Problem D
Pokeball Fever
Pokemon Go has become a recent trend. Zapray becomes immediately addicted to the game after it comes out. Zapray’s Pokemon journey begins with a bag of $100$ Pokeballs. Each time he encounters a Pokemon, he keeps throwing Pokeballs to the Pokemon until he either catches the Pokemon or runs out of Pokeballs. Each Pokeball Zapray throws succeeds in catching the Pokemon with a constant probability $P$. If Zapray finds that he has no Pokeballs when he tries to catch a Pokemon, he gives up on that Pokemon (not catching it) and heads to the Pokeshop to buy a new bag of $100$ Pokeballs for $5$ dollars. Zapray moves on to search for his next Pokemon after he refills the Pokeballs. In particular, if Zapray successfully catches a Pokemon with his last Pokeball, he does not refill his Pokeballs until he encounters the next Pokemon and realizes that he has run out of Pokeballs.

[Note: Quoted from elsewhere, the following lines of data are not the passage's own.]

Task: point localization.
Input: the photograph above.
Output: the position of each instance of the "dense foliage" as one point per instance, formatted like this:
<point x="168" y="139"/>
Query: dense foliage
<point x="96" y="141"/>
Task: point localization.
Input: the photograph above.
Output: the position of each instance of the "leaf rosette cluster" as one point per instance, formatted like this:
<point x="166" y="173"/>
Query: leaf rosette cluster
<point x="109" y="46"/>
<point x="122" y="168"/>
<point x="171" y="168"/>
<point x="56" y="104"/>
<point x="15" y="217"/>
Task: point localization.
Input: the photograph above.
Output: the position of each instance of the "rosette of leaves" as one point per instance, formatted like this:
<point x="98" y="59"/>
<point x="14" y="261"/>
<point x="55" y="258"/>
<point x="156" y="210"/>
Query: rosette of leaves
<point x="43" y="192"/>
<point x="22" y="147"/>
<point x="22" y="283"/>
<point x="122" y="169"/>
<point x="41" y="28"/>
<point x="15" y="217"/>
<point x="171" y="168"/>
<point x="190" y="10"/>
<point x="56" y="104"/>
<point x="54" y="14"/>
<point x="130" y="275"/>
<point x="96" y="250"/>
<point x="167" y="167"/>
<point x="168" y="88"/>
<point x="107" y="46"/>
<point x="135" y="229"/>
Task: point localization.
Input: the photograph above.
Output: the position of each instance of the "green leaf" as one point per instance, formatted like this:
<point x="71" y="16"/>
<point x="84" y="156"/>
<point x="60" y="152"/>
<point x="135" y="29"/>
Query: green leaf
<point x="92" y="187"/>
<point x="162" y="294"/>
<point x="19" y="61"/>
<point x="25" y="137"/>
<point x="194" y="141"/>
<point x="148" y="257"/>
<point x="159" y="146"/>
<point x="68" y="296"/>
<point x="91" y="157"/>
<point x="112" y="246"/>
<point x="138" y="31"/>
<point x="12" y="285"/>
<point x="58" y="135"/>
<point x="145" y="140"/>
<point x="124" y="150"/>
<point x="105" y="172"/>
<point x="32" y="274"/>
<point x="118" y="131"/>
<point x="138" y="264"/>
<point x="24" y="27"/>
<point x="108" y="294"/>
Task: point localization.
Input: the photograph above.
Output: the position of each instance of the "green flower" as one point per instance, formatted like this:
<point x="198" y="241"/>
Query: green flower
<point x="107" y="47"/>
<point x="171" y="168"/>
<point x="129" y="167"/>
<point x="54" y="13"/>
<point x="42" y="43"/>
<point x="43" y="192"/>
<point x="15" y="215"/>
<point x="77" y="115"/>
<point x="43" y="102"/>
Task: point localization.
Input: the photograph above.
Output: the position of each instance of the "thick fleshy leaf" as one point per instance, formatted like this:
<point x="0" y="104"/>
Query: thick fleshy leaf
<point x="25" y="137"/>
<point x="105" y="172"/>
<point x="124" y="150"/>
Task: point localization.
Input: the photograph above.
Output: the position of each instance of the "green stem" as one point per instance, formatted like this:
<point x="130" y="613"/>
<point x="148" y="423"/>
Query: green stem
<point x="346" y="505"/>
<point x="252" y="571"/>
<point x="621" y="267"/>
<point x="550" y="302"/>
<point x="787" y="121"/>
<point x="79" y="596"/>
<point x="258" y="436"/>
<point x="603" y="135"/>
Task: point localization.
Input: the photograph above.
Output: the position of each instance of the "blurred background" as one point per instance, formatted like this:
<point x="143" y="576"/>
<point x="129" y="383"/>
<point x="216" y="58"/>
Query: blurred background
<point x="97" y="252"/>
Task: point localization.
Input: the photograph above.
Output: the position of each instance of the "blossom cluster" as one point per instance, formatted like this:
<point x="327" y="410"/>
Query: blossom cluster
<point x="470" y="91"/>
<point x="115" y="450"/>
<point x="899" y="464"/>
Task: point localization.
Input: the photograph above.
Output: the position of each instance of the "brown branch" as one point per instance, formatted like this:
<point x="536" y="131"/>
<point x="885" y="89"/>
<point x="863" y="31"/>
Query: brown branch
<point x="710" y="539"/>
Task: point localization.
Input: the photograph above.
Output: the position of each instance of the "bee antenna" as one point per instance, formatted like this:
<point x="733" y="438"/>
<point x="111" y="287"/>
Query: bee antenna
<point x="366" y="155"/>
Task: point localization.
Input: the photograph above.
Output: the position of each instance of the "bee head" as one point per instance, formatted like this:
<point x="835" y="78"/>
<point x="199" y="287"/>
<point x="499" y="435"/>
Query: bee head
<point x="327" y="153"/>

Suppose Zapray encounters $N$ Pokemons in the next few days, what is the expected amount of money he would spend on Pokeballs?
Input
The input has an integer $N$ ($1\leq N\leq 10^9$) and a real number $P$ ($0 \leq P\leq 1$). $P$ is given with exactly three digits after the decimal point.
Output
Output the expected amount of money Zapray would spend on Pokeballs. Your answer is considered correct if it has an absolute or relative error of no more than $10^{-6}$ from the correct answer.
Note
Pokemon Go was developed by Niantic, Inc. Niantic does not endorse and has no involvement with the ProgNova contest.
Sample Input 1 | Sample Output 1 |
---|---|
50 0.125 |
16.339203308 |
Sample Input 2 | Sample Output 2 |
---|---|
201 1.000 |
5.000000000 |
Sample Input 3 | Sample Output 3 |
---|---|
7 0.000 |
35.000000000 |